Dünya Bankası, 2025'te petrol fiyatlarında düşüş bekliyordu. Brent petrolün varil fiyatının 60-75 dolar seviyelerinde dalgalanacağını öngörüyordu. Ancak son İran saldırısı varil fiyatının 120 dolara ulaşabileceği tahminine yol açtı.

Tabii ki ani tarife politikası değişiklikleri, siyasi gerilimin düşmesi gibi unsurlar ekonomik büyümeye ve emtia fiyatların beklenenden fazla artmasına neden olabilir. Bu çok beklenmeyen bir gelişme de olmaz. Zira ABD’nin 1930 yılında uyguladığı tarife politikası en çok ABD’yi olumsuz etkilemiş, 1934 yılında eski tarifelere dönmek zorunda kalmıştı. Küresel entegrasyonun daha da arttığı günümüzde bu geri dönüş çok zaman almayabilir. Trump'ın gümrük tarifeleri politikasının net etkisi, yaratacağı olumlu ve olumsuz etkilerin dengelenmesine bağlıdır. Bu dengelemeyi de mutabakat sağlanacak ikili görüşmeler gerçekleştirecektir.

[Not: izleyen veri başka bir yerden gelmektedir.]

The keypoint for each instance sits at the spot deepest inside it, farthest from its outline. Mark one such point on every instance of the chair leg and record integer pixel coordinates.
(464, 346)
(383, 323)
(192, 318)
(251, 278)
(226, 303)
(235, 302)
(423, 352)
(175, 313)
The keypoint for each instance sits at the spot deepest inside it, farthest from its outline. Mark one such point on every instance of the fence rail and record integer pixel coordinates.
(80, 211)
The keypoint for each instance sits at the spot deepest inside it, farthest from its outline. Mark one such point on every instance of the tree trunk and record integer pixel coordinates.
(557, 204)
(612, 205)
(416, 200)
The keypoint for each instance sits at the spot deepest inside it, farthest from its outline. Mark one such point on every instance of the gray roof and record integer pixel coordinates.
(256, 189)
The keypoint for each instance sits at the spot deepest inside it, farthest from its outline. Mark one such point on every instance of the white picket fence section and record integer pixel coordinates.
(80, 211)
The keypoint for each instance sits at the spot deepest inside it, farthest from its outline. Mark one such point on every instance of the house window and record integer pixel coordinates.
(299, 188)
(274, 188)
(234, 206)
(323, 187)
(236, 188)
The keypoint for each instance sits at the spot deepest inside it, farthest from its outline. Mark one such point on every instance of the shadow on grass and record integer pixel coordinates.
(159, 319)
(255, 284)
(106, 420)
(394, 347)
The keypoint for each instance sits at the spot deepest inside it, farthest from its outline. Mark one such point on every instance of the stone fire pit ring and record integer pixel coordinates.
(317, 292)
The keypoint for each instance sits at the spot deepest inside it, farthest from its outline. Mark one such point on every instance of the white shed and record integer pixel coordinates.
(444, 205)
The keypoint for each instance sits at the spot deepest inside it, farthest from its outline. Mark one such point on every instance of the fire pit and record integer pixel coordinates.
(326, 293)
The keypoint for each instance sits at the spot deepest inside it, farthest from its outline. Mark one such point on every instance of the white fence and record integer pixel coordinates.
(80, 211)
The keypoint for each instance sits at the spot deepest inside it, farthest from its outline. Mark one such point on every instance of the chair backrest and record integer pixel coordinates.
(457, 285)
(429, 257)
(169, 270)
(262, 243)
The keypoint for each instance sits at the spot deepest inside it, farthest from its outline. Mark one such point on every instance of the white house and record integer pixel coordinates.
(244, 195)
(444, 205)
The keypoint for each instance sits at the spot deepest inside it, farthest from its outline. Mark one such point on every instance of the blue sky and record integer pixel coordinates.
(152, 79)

Küresel stagflasyon tehlikesi doğabilir

Tarife savaşlarının emtia fiyatlarına etkisi şöyle sıralanabilir:

Talep azalması: Tarife savaşları ve talepte meydana gelen düşüş sonucu küresel ekonomide meydana gelebilecek durgunluk, emtia talebini azaltabilir. Bu da emtia fiyatlarının düşmesine neden olur.

Arz aksaklıkları: Tarife savaşları tedarik zinciri aksaklıklarına yol açıp emtia arzını etkileyebilir. Çin şimdiden nadir bulunan element ihracına kısıtlama getireceğini söylüyor. Bu, emtia fiyatlarında yükselmeye neden olacaktır.

Emtia fiyatlarını düşüren ve yükselten sebeplerin aynı anda devreye girmesi fiyat dalgalanması ve daha da kötüsü küresel bir stagflasyon demektir.

Tarife politikasının amacı ne?

Tarifelerin ithal malların fiyatını artırarak yerli üretimi teşvik etmesi amaçlanıyor.Tarifeler yükseltilerek ticaret açığı verdiği ülkelere karşı bu açığın azaltılması hedefleniyor.

Trump, tarihin en eski numarasını deneyerek ülkesine dış ticaret avantajı sağlamak istiyor. Basit ve eski bir numara ama dünya ticaret düzeni açısından karşı devrim niteliğinde! Çünkü yıllardır, küreselleşme, globalleşme diyerek yeni üretim (küresel) biçimini dizayn edenler şimdi birden “Herkes kendi başının çaresine baksın” demeye başladı.

Tarife savaşlarının ülkemiz bazında da bazı sonuçlar doğurması muhtemelken firmaların hiçbir şey olmamış gibi eski politikalarına devam etmesi imkansız. Firmalar, geri adımların atılmaya başlandığı da göz önüne alınarak, bu zikzaklı yeni döneme hizalanmalı, üretim politikalarını gözden geçirmeli ve yönetsel kaliteyi artıracak önlemleri almaya bir an önce başlamalı.